Yield Burning

Yield Burning

Welcome to another informative entry in our trading glossary. Today, we will shed light on the term: Yield Burning. As with everything in the field of trading, understanding every term and its implication can pave the way for a successful trading experience.

Examining Yield Burning

Yield Burning refers to an illicit practice in the bond market. But what exactly does it entail? Primarily, it involves financial institutions selling municipal bonds above their fair market value. The higher price reduces the yield on the bonds. Hence, the term "Yield Burning".

Why would the sellers do that, you might ask? This leads us to the core impact of Yield Burning.

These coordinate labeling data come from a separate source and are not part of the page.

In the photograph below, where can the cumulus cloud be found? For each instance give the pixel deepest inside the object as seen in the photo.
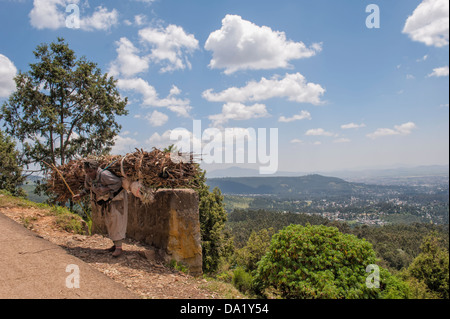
(150, 97)
(7, 73)
(438, 72)
(170, 46)
(429, 23)
(128, 62)
(318, 132)
(238, 111)
(124, 144)
(301, 116)
(294, 87)
(241, 45)
(51, 14)
(352, 126)
(341, 140)
(403, 129)
(101, 19)
(157, 118)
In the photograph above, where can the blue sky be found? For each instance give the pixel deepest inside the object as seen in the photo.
(342, 95)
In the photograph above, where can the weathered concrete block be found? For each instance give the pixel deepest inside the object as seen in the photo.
(170, 224)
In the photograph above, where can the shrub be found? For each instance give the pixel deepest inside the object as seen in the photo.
(320, 262)
(242, 280)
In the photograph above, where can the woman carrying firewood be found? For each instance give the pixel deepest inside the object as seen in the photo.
(110, 199)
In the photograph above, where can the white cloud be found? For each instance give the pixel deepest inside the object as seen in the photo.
(318, 132)
(238, 111)
(51, 14)
(301, 116)
(403, 129)
(170, 46)
(241, 45)
(157, 118)
(164, 140)
(294, 87)
(438, 72)
(342, 140)
(128, 62)
(424, 58)
(352, 126)
(101, 19)
(150, 96)
(7, 73)
(124, 144)
(429, 23)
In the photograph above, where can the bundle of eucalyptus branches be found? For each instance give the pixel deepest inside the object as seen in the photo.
(154, 170)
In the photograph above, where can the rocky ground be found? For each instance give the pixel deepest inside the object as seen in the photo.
(138, 268)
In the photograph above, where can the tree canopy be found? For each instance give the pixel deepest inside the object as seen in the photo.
(62, 107)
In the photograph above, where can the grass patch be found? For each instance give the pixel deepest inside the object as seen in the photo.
(64, 219)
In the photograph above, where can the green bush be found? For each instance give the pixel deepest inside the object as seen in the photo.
(320, 262)
(242, 280)
(431, 267)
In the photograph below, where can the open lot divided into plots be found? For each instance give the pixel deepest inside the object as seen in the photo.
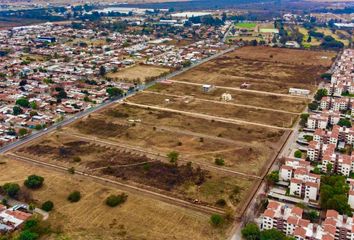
(129, 142)
(283, 103)
(140, 217)
(265, 69)
(264, 117)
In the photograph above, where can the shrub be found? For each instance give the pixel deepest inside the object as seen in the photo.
(34, 182)
(173, 156)
(115, 200)
(28, 235)
(219, 161)
(221, 202)
(77, 159)
(48, 206)
(11, 189)
(216, 220)
(251, 231)
(74, 196)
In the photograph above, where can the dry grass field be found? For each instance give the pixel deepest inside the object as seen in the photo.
(155, 135)
(90, 219)
(129, 142)
(138, 73)
(149, 172)
(188, 104)
(266, 69)
(290, 104)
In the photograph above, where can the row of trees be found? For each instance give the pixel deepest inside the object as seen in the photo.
(252, 232)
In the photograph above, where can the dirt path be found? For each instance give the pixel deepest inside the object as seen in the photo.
(241, 89)
(226, 103)
(205, 116)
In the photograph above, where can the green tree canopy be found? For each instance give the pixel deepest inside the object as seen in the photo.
(23, 102)
(115, 200)
(48, 206)
(251, 232)
(34, 181)
(74, 196)
(344, 122)
(11, 189)
(334, 194)
(173, 156)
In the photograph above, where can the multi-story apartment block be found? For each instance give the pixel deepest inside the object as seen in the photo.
(335, 104)
(289, 220)
(303, 183)
(341, 226)
(316, 150)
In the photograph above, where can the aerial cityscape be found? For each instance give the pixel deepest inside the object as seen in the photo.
(177, 119)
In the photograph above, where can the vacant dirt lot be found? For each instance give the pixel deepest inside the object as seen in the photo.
(190, 104)
(290, 104)
(266, 69)
(137, 169)
(90, 219)
(138, 73)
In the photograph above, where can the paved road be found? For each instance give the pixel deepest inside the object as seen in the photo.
(108, 103)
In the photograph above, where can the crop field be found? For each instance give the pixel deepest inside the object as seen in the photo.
(265, 69)
(138, 73)
(90, 219)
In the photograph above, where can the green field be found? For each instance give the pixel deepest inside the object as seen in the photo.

The Impact of Yield Burning on Municipal Bonds

Generally, the purpose of Yield Burning is to reduce the amount of tax-free interest that the issuer has to pay to the bondholders. By selling the bonds at inflated prices, the yield (or interest rate) of the bond drops. Therefore, the issuer pays less in interest while boosting their profit margin, hence "burning" the yield.

However, it is essential to note that Yield Burning is not only considered unethical but also illegal. If caught, involved parties can face hefty fines and penalties.

Understanding the Consequences

Being aware of Yield Burning means that you can make better-informed decisions in your trading journey. Even though Yield Burning can temporarily advantage some parties, the overall damage to the financial eco-system and the penalty for the act makes it a high-risk, low reward strategy.

Furthermore, Yield Burning can have negative impacts on the investor. The lower yield means a reduced return on investment. Hence, as an investor, it's crucial to stay informed and wary of such practices.